MMA: Is There a Curse on the Sport?

Michael EvansCorrespondent IIIJune 26, 2011

LAS VEGAS - FEBRUARY 15:  UFC President Dana White arrives at UFC, Famous Stars and Straps and New Era's 'The Magic Party' at XS the nightclub on February 15, 2011 in Las Vegas, Nevada.  (Photo by Isaac Brekken/Getty Images)
Isaac Brekken/Getty Images

As the sport of mixed martial arts and the UFC struggles for mainstream status and a place amongst the elite leagues of NHL, NBA, MLB and NFL, many hurdles have been placed in the road ahead. Some of those involve government prejudice like in New York, while others are harder to put your finger on.

One of the largest problems in mixed martial arts is that not only do fighters need often lengthy dormancy periods between bouts, injuries also run rampant. All of the injuries that have been happening as of late have gotten me a little worried.

It almost feels like the famous curses of the Chicago Cubs or the Boston Red Sox, where seemingly non-factor events have ended up shaping history. Is the UFC and the sport of mixed martial arts cursed? A curse sounds far too supernatural to be taken seriously, but I bet Dana White and the UFC are starting to wonder.

In the past two months the UFC and Strikeforce have had a host of injuries, strange fighter withdrawals out of nowhere, lackluster events and a myriad of problems. First it was the biggest draw in the sport who went down. Brock Lesnar, the undisputed king of MMA pay per view, has once again been afflicted with diverticulitis and was forced to withdraw from UFC 131. He will be on the shelf for at least 6-9 months. If he ever fights again is anyone's guess.
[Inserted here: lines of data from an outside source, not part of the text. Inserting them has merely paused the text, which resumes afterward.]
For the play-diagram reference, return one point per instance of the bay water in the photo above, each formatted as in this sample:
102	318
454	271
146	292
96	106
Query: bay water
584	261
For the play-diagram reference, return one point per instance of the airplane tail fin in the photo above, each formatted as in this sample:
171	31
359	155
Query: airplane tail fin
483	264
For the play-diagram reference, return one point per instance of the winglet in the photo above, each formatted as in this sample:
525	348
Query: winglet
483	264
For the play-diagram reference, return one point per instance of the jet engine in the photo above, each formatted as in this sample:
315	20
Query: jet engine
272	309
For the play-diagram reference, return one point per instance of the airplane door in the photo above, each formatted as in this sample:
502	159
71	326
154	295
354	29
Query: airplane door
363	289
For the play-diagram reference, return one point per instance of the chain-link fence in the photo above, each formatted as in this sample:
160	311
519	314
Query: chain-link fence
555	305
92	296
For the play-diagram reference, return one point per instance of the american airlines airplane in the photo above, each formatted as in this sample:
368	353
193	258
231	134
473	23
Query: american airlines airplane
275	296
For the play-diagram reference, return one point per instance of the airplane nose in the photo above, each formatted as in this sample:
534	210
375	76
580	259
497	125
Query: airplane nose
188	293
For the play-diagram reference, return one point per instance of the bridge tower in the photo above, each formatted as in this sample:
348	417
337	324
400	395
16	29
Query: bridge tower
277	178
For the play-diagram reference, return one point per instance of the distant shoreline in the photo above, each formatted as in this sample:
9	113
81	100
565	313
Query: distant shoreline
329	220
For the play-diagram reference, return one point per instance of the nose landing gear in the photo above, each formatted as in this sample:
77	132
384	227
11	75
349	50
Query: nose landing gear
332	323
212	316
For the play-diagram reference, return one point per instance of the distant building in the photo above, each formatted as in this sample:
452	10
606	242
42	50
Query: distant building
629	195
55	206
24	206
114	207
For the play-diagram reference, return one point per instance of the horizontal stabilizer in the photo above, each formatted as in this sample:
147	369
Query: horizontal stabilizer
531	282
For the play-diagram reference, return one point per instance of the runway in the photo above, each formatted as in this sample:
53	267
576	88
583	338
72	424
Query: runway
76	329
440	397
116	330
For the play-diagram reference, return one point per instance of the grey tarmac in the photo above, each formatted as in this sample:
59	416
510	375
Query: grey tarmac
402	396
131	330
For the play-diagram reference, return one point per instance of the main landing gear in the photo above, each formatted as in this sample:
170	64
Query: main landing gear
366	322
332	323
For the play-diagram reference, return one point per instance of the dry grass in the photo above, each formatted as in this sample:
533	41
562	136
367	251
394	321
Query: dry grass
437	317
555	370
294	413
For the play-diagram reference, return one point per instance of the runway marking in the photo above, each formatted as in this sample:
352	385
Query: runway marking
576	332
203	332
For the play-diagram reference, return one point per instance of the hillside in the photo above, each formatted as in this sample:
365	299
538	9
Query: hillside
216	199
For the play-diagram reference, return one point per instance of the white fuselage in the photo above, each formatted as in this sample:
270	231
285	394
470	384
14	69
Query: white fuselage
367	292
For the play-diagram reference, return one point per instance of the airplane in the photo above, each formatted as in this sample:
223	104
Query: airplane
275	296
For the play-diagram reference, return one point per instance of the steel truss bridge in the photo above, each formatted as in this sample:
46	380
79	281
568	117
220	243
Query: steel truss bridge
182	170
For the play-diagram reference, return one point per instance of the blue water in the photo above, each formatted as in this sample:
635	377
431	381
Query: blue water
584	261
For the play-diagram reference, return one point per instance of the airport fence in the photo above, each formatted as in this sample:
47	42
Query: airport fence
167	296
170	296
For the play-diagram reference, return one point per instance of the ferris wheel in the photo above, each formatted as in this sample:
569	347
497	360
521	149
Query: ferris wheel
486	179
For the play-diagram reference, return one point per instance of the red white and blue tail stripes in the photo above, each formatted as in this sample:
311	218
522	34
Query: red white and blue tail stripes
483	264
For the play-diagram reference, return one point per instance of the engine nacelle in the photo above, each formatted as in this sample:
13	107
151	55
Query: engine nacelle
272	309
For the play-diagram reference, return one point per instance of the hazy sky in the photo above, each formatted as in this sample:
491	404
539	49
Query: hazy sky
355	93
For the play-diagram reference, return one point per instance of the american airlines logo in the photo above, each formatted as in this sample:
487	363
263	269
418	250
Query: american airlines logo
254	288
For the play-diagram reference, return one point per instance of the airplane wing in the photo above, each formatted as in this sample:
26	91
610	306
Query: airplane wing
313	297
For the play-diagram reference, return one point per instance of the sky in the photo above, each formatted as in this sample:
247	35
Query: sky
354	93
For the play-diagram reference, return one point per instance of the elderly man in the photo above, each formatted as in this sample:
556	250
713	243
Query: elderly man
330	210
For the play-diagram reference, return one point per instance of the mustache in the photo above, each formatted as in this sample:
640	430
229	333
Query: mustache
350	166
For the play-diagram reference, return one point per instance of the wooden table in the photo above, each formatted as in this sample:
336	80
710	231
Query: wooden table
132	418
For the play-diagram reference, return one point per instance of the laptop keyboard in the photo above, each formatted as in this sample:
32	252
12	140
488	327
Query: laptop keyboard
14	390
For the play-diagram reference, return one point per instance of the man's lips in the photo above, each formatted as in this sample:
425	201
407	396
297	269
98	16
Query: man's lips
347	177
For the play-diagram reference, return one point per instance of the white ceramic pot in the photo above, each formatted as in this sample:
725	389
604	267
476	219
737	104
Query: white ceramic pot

Actually, that was not was the first big hit. Both Frankie Edgar and Gray Maynard were forced out of the main event of UFC 130 due to injuries. Now that their bout is delayed the division is on hold. Nothing can really happen until they meet for the third time. The heavyweight division is doing the same waiting game and will not move forward in any significant way until Cain Velasquez can finally defend his title against Junior dos Santos.

Earlier this week, Roger Gracie withdrew from a July 30 bout with Muhammad Lawal that many fans were extremely eager to see. That eagerness is now replaced with despair. That emotion is becoming far too common lately.

There have been many other bad breaks in the MMA world lately, but none was more puzzling than the late scratch of Nate Marquardt from the UFC card to be held this evening, June 26. He not only pulled out of the fight on the day of the weigh-in, but he did so with no real reason or even a guess as to what went wrong. We as fans have been left to wonder. Dana White took no time in announcing that he is done with the UFC.

Although I don't believe in curses, witchcraft or other so-called mumbo jumbo, I do believe in evidence and patterns. This pattern of major combatants getting injured or withdrawing, patchwork main events and the resulting matchups being underwhelming is hurting mixed martial arts. If the UFC truly wants to be like the NFL, then Dana White must continue to be the bad cop and take a firm hand in cases like Nate Marquardt. He can't control the injuries and accidents, but he can ensure that his athletes adhere to some rules.

MMA may not be cursed but it definitely has many problems that need to be addressed. The scoring system is something that has been viewed as another bad spot, but that is a whole other story. Mixed martial arts is not cursed, it is simply a rowdy teenager that has yet to grow into a mature adult. Let's just give it some time.